I have a '57 Case 320 that is in pretty rough shape, but I'm not relying on it for income and I don't plan to do very much excavation with it apart from a bit of land clearing and stump removal. 
I know I'm not much help, but there are a few clever and knowledgeable members here that can help you, for sure.
Don't be afraid to put your tractor in our tractor registry for others to enjoy!


----------



## Mark wade (Aug 25, 2018)

Hello pogobill,
Thanks for the reply. As I am recently retired, my tractor is for fun working on it and fun sculpting my acreage. I paid $1200 knowing the motor was seized, which led me to believe that everything else was in working order and there were no leaks in the hydraulics. I bought all of the manuals to do most of the work myself with help from a professional mechanic for the tricky stuff.

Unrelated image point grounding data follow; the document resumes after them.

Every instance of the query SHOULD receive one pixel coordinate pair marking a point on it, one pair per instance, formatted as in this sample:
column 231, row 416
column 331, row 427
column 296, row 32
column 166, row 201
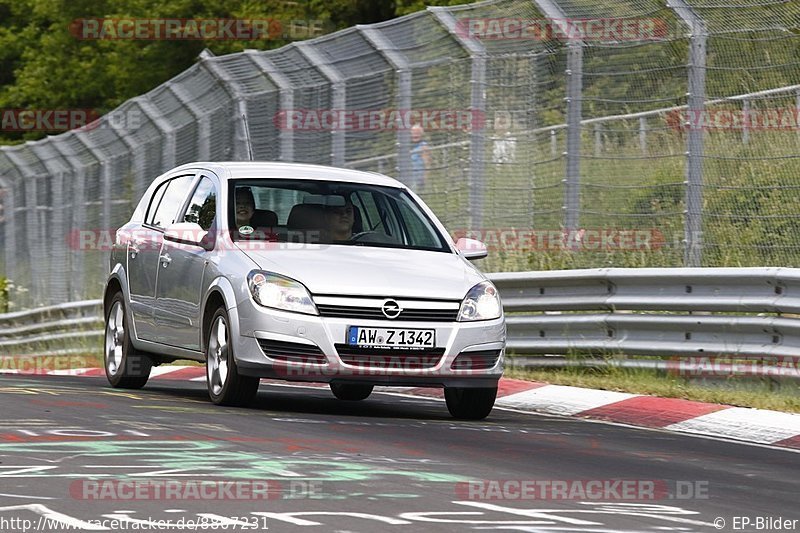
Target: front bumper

Unfortunately, I didn’t research parts price and availability for this particular motor. Yikes!!
Still, I love this old tractor with its unbelievable 18’ 6” backhoe reach an I plan on “plowing” ahead with it. I would be proud to register it and look forward to more posts from case fans


----------



## pogobill (Jan 31, 2012)

Any progress Mark?


----------



## Mark wade (Aug 25, 2018)

Thanks for checking in Pogobill. I just got the parts manuals from Case (which I recommend for all tractor rebuilds)and begin the parts search today. The motor is completely apart and I have started a list for the rebuild. The crank and camshafts are machinable, so that’s a good start. -Mark


----------